I had no idea what to do, who to call, how to cope. I collapsed into shock. Someone had to remove me from that cottage and get me back to California. There was eventually only one person who could do all this for me—or, more pointedly, would. So Jayne left the set of a movie in Pennsylvania she was costarring in with Keanu Reeves and made plane reservations on MGM Grand and dragged my shivering hulk out of the Hamptons and flew to L.A. with me—all within twenty hours of hearing about my father’s death. And that night, at the house in Sherman Oaks that I grew up in, drunk and terrified, I brutally made love to her in my childhood room while we both wept. Jayne returned the next day to the set in Pennsylvania. Keanu sent me flowers.

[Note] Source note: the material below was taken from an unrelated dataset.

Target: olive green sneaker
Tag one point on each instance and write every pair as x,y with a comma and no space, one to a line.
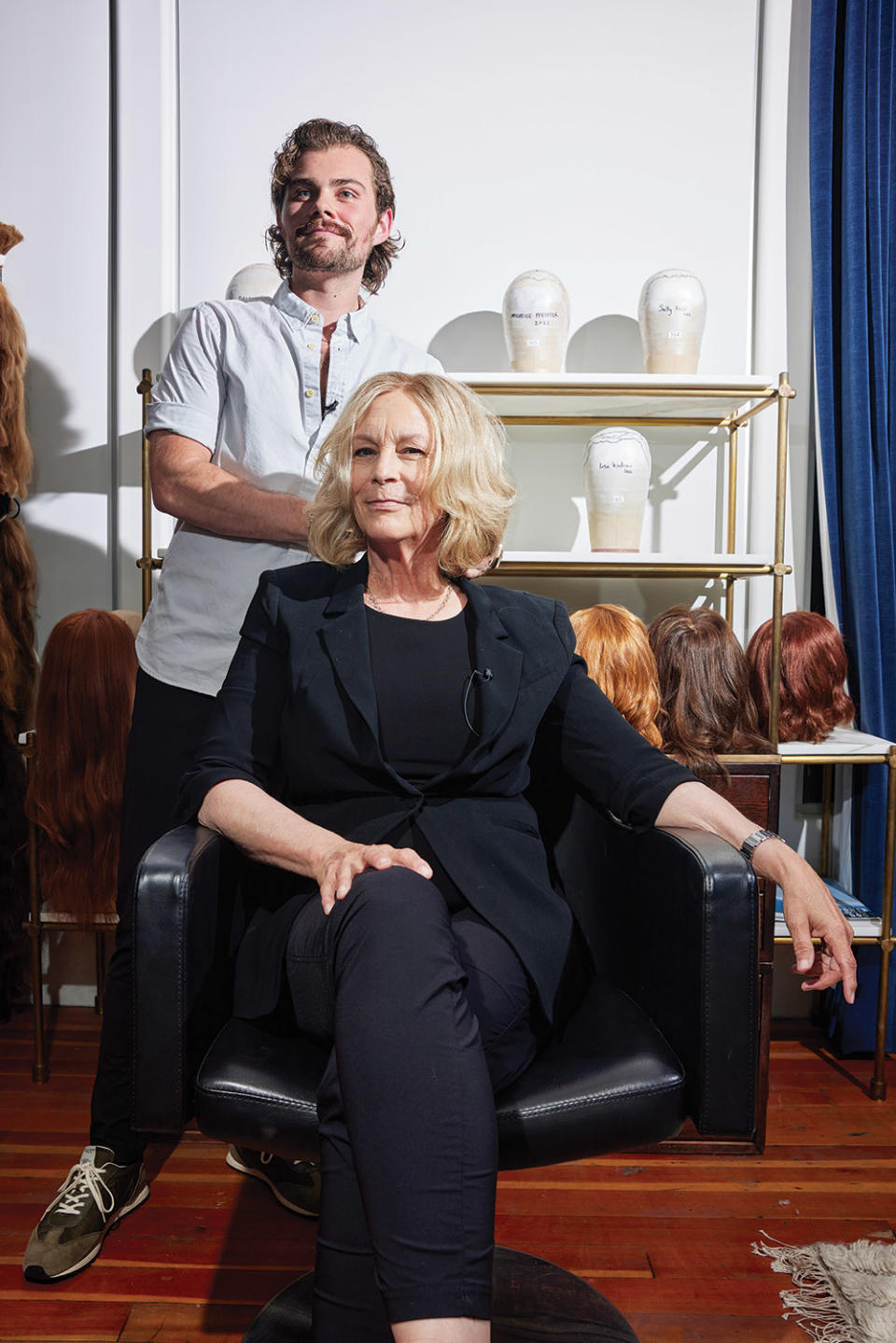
296,1184
93,1196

My father had made me trustee of his estate, which was worthless, and he also owed millions in back taxes, so there was a protracted legal battle with the IRS (they could not understand how someone who had made $20 million in the last six years of his life had spent it all—but this was before we found out about the rented Learjet and all the bad art) that kept me in Los Angeles for several months, locked in an office in Century City with three lawyers and half a dozen accountants until all the financial matters were cleared up. In the end I was left with two Patek Philippe watches and a boxful of oversized Armani suits, as well as a monumental relief that he was gone. (My mother and sisters—nothing.) The autopsy revealed that he had suffered a massive stroke at 2:40 a.m., though the coroner was mystified by certain irregularities. No one wanted to pursue these irregularities and he was cremated immediately. His ashes were put into a bag—even though his (invalid) will stated that he wanted his children to spread them at sea off the coast of Cabo San Lucas, where he vacationed frequently—and we stored the ashes in a safe-deposit box in a Bank of America on Ventura Boulevard next to a dilapidated McDonald’s. When I brought some of the Armani suits to a tailor to be altered (I had dropped all the weight I had gained that summer in a matter of weeks) I was revolted to discover that most of the inseams in the crotch of the trousers were stained with blood, which we later found out was the result of a botched penile implant he underwent in Minneapolis. My father, in his last years, due to the toxic mix of diabetes and alcoholism, had become impotent. I left the suits with the tailor and drove back to Sherman Oaks in tears, screaming while punching the roof of the Mercedes as I swerved recklessly through the canyons.